A powerful transfer of power is underway around us. It takes many forms from drones to driverless cars to robotics factories made freshly famous by Tesla. This rise in robotics is remaking both the supply chain and demand sides of business (see ‘Rise of the Robots’), but they will soon transform brand marketing just as dramatically.
Big Data has already changed our experience of life as human beings. The insights we share about ourselves – whether it is the music we like, who our friends are, or where we went on holidays – constantly generate compounding data streams that inform how brands better target consumers in their marketing. Over time, these data sets are re-shaping the individual’s experience of life as its targeted and predictive nature informs the choices and opportunities individuals see that subsequently define their real world experience of life. This is especially true of younger demographics reared on intuitive technologies and social media that have been capturing and repurposing their data to shape their lives for the last decade. This feedback loop where data increasingly defines an individual’s real world experiences is an important shift in polarity from the last several decades in which our real world lives generated a growing number of data points.

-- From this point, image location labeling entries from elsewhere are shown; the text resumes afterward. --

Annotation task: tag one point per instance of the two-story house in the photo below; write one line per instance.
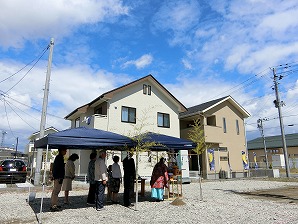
(137, 107)
(224, 132)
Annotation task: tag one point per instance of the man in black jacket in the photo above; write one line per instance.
(58, 175)
(129, 177)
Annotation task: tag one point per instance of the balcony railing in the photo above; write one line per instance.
(99, 121)
(212, 133)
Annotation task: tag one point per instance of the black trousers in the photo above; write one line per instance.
(91, 194)
(99, 194)
(128, 187)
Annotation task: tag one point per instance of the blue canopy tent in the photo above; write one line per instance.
(82, 138)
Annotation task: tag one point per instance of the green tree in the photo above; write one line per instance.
(197, 135)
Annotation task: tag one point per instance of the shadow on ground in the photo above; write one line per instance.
(78, 202)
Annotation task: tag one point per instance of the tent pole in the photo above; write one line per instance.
(137, 179)
(43, 184)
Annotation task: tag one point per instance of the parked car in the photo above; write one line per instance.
(13, 171)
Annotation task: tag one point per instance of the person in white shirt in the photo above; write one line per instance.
(116, 180)
(101, 178)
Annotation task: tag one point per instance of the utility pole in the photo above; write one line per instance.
(3, 136)
(278, 105)
(260, 126)
(43, 115)
(16, 147)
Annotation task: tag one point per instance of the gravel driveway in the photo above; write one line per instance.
(221, 203)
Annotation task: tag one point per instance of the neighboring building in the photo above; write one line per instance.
(223, 125)
(140, 106)
(274, 150)
(32, 153)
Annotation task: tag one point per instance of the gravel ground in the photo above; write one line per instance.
(220, 204)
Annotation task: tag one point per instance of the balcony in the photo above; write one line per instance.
(99, 121)
(212, 133)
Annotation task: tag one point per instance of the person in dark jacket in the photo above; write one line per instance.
(129, 177)
(58, 175)
(90, 178)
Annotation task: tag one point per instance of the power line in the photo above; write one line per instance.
(5, 95)
(20, 116)
(43, 51)
(8, 119)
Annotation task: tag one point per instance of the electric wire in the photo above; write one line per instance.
(27, 71)
(43, 51)
(8, 120)
(20, 116)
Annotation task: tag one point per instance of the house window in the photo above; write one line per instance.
(77, 122)
(223, 158)
(163, 120)
(128, 115)
(98, 111)
(211, 121)
(149, 90)
(224, 124)
(223, 149)
(144, 89)
(237, 127)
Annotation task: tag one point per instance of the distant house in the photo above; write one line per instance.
(274, 148)
(143, 104)
(223, 126)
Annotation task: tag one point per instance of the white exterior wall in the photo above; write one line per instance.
(134, 97)
(146, 106)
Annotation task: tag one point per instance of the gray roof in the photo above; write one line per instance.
(273, 142)
(201, 108)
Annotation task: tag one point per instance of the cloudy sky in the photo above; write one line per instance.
(199, 50)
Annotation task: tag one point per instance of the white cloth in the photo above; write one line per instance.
(100, 172)
(116, 172)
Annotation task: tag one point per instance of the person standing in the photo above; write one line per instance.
(129, 177)
(101, 178)
(58, 175)
(159, 180)
(90, 179)
(69, 176)
(115, 180)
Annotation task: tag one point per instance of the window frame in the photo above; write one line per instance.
(77, 122)
(237, 127)
(129, 111)
(224, 125)
(144, 89)
(164, 115)
(149, 90)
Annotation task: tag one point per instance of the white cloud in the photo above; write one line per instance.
(186, 64)
(178, 16)
(31, 20)
(70, 87)
(249, 36)
(140, 63)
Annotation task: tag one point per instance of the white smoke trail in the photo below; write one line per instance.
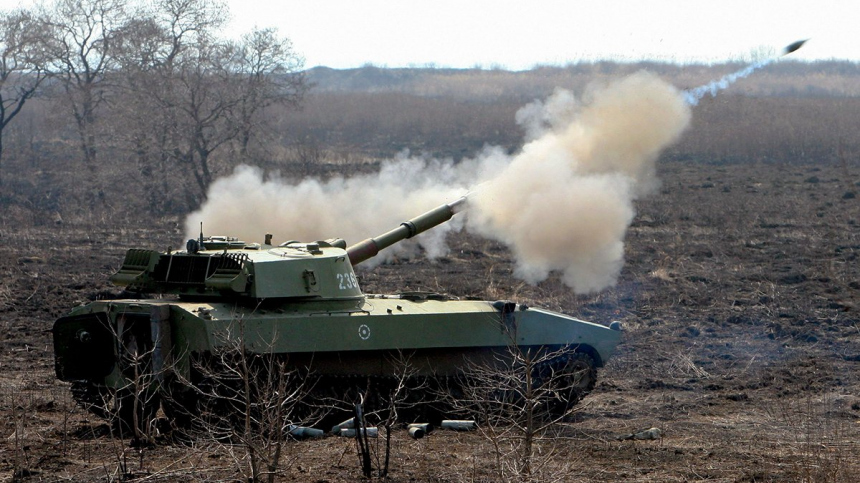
(693, 96)
(562, 204)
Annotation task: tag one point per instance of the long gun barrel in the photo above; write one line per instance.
(371, 247)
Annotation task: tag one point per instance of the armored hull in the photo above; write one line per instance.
(301, 304)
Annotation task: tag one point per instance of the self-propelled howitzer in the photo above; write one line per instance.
(300, 303)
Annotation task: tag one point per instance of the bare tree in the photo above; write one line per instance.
(21, 67)
(193, 94)
(268, 73)
(81, 57)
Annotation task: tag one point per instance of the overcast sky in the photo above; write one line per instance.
(522, 34)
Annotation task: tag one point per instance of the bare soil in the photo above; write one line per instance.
(741, 306)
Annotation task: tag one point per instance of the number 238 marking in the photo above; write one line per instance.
(346, 281)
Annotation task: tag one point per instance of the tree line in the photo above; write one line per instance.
(149, 83)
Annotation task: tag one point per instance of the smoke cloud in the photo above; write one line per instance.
(693, 96)
(562, 204)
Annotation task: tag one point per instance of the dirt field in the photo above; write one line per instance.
(741, 305)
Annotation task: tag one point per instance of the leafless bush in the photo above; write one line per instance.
(245, 403)
(519, 398)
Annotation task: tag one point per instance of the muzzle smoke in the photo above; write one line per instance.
(562, 204)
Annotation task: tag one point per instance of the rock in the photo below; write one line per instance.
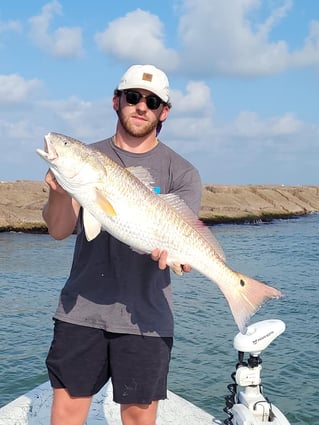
(21, 203)
(249, 203)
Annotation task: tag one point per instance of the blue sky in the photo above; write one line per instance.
(244, 77)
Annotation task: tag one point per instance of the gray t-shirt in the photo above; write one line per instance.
(112, 287)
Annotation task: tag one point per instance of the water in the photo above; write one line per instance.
(33, 268)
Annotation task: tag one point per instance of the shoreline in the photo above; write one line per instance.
(21, 203)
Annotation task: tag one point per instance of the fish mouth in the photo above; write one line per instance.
(49, 153)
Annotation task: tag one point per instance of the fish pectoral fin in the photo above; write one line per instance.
(177, 268)
(91, 226)
(105, 204)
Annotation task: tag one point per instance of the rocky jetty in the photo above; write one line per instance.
(21, 203)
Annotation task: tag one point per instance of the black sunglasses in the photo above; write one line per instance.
(133, 97)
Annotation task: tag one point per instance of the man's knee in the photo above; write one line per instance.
(67, 409)
(139, 414)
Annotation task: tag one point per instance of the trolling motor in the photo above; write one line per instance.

With this shift in dynamics between atoms and digits as a backdrop, it’s easy to see how robotics will take marketing into new and unchartered territories. Instead of using marketing like TV ads to build emotional connections, robots will that have empathic personalities, AI-powered sentience and multi-faceted skills to position them as brand ambassadors for companies. They will be able to learn new skills, give advice and provide companionship on an increasingly nuanced level on their data input. Imagine doing your workout with your Under Armor robot, learning engineering lessons at college from a GE robot, or using an in-house robot as a Culture Captain for your company.
One may argue that robots will always be defined and limited by a quality of “otherness” that will always give human interaction the upper hand. But as this video by Furhat Robotics reveals, the human appeal of a robot is a huge focus for the AI and robotics industry. In fact, technology has moved so quickly that a recent study by researchers at Toyohashi University of Technology and Kyoto University in Japan provides the first neurophysiological evidence of humans’ ability to empathize with robots. Meanwhile groups like Boston Robotics are building robots whose movements mimic human frailty to inspire relatedness and empathy. It’s easy to see how robots with such human appeal can be widely used given their artful blend of robotics, Artificial Intelligence and Augmented Reality. In fact, guests can already stay at a Tokyo hotel staffed mainly by robots that define the brand’s customer service and experience.
The challenge for brands then becomes how to codify their core values, company culture and customers relations within robots in ways that do justice to their heritage and future. Specifically, several questions come to mind:
- How much sentience should a company allow a robot to possess to decide how to respond on behalf of their brand?
- How do you ensure robots stay in alignment with the brand’s purpose, values and messaging, and differentiate themselves from robotics competitors?
- How much control must companies surrender to technologists inventing and iterating the next generations of robots and their capabilities?
The next generation of marketing and consumer engagement will be defined by two parallel paths. One, is a reorientation of the human experience of life around an exploding number of data points generated and leveraged by technologies such as robotics, artificial intelligence, virtual reality and augmented reality. Second, is the breathless pace at which robotics will evolve to control the ways that consumers experience brands (just as we have seen companies like Facebook and Snapchat define how consumer interact with brands inside their walled gardens). And if recent history is any guide, it won’t be long before these two paths intersect and brands become the driving force behind the adoption and evolution of robotics in marketing. Our best hope is that these new tools don’t just take brand marketing to a new level of automated but nuanced engagement, but that they also relate in ways that reflect our best selves, that increase the well being of the largest number of people, and that protect and preserve the planet.